My parents weren’t killed by a criminal when I was a kid, although they have disowned me, so in a way it’s kind of the same thing. And I do have an origin story of sorts, going back to only last month. I was in the middle of one of my favorite pastimes — which is to hail a cab, wait for it to pull over to the curb, then give the driver a rude gesture and stroll away — when all of a sudden I heard an old lady scream that her purse had been snatched. I don’t know what made me take off after the guy. Maybe it was some deep, natural instinct for justice, or possibly it was because the cabbie had gotten out of his car and was approaching me with a tire iron. Whatever it was, I chased the thief for three blocks until eventually I grabbed him, took several shots to the head, and yanked out a handful of hair on my way to the ground.

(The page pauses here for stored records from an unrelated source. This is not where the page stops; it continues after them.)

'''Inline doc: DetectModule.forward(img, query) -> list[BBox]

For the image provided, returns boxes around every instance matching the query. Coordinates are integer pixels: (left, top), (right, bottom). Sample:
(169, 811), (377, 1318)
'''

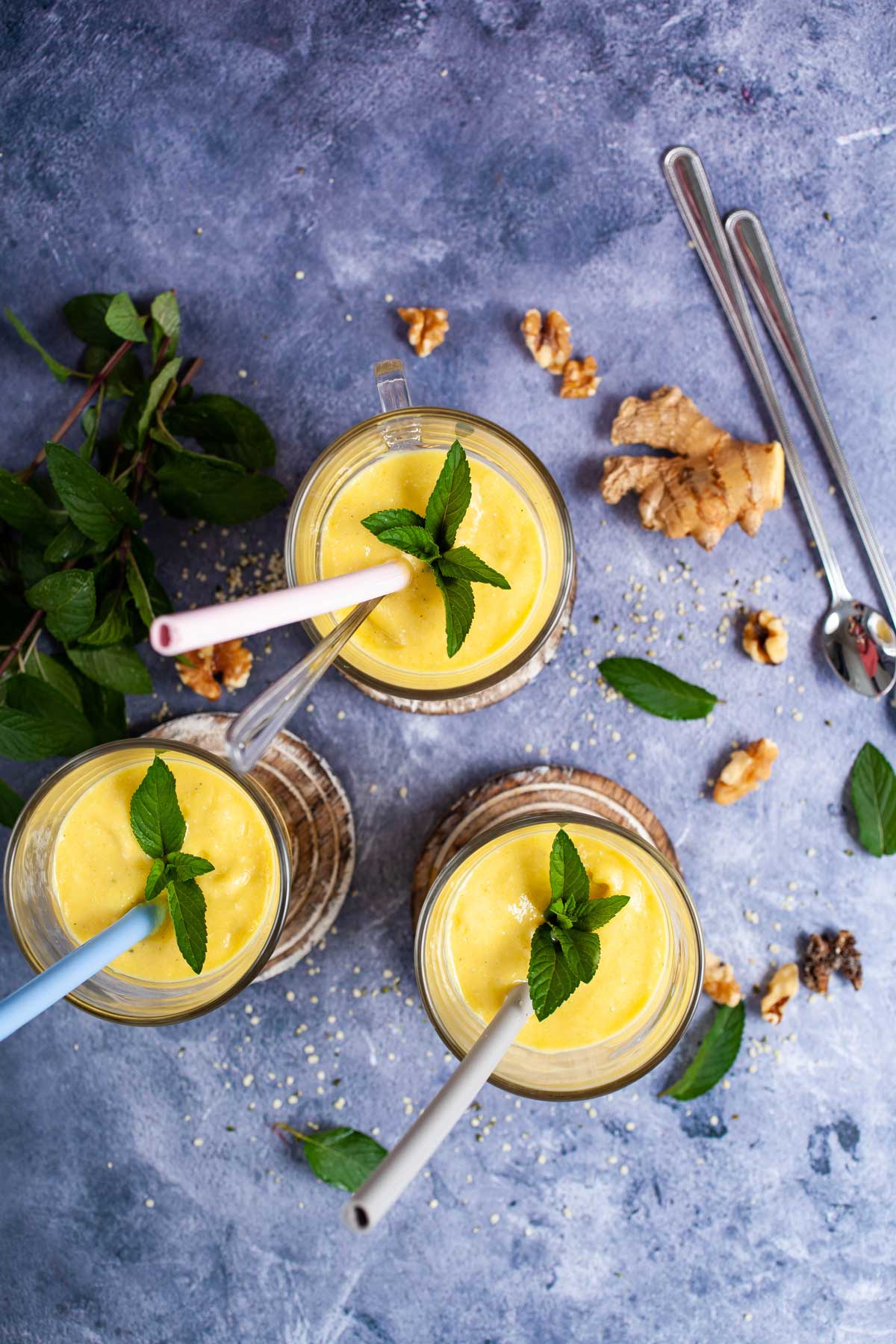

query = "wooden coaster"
(144, 714), (355, 980)
(411, 765), (681, 924)
(338, 567), (578, 714)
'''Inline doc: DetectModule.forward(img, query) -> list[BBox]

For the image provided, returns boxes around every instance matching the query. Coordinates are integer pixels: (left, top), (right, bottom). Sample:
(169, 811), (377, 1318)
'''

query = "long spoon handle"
(0, 900), (168, 1040)
(726, 210), (896, 622)
(662, 145), (849, 602)
(227, 597), (382, 774)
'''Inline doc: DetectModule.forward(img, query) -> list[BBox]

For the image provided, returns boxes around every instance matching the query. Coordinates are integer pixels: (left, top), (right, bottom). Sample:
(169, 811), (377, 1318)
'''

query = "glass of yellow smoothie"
(4, 738), (290, 1025)
(284, 360), (575, 712)
(415, 812), (704, 1101)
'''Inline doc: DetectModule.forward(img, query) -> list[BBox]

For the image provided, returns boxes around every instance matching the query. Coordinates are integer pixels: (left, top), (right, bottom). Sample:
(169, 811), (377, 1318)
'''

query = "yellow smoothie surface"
(320, 447), (545, 672)
(52, 756), (279, 981)
(445, 825), (669, 1050)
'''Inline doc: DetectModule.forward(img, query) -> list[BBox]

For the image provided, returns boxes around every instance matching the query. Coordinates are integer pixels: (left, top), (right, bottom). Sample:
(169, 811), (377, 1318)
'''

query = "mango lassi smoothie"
(286, 407), (575, 706)
(52, 759), (278, 981)
(417, 813), (703, 1098)
(321, 447), (545, 673)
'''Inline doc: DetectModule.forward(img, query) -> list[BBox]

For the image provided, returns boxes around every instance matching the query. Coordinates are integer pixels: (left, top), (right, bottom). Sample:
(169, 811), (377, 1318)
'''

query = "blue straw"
(0, 900), (167, 1040)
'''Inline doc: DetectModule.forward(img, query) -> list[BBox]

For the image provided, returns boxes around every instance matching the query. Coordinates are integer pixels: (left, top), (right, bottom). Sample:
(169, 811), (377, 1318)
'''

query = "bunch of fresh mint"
(0, 289), (286, 825)
(529, 830), (629, 1021)
(131, 751), (215, 974)
(363, 440), (511, 659)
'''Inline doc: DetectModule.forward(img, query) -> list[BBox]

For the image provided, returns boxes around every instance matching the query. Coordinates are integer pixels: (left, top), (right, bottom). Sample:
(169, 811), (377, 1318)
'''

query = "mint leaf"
(168, 852), (215, 882)
(43, 523), (94, 564)
(426, 440), (473, 551)
(659, 1000), (744, 1101)
(62, 294), (121, 349)
(156, 440), (286, 526)
(0, 780), (25, 827)
(28, 645), (84, 712)
(144, 859), (170, 900)
(25, 570), (97, 644)
(128, 538), (172, 626)
(167, 877), (208, 974)
(548, 828), (591, 915)
(67, 642), (152, 695)
(0, 467), (59, 543)
(432, 568), (476, 659)
(131, 751), (187, 859)
(528, 924), (579, 1021)
(439, 546), (511, 588)
(361, 508), (426, 536)
(850, 742), (896, 859)
(3, 308), (74, 383)
(274, 1124), (385, 1195)
(598, 657), (719, 719)
(552, 927), (600, 988)
(165, 395), (277, 470)
(572, 897), (629, 929)
(105, 289), (146, 341)
(149, 289), (180, 364)
(79, 593), (131, 648)
(379, 523), (439, 561)
(47, 444), (140, 546)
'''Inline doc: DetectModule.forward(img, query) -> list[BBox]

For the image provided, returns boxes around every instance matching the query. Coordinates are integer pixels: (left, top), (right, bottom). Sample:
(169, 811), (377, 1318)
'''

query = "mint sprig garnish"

Even though he got away, I managed to take the purse away from him and bring it back to the old lady. The contents were gone, of course, but $47 in cash, a box of tissue paper and half a roll of Lifesavers could be looked at as a reasonable finder’s fee.

And that was how my crusade began. Nothing has happened since then, but I remain ever vigilant, ever watchful, usually from my front stoop. So if you happen to be a criminal yourself, you better watch your back. And if you happen to be one of those ladies who pass by, why not cut out the snob act for once? Some heroes are millionaire playboys during their off hours. Others would settle for just a friendly smile and maybe a compliment on their muscle shirt.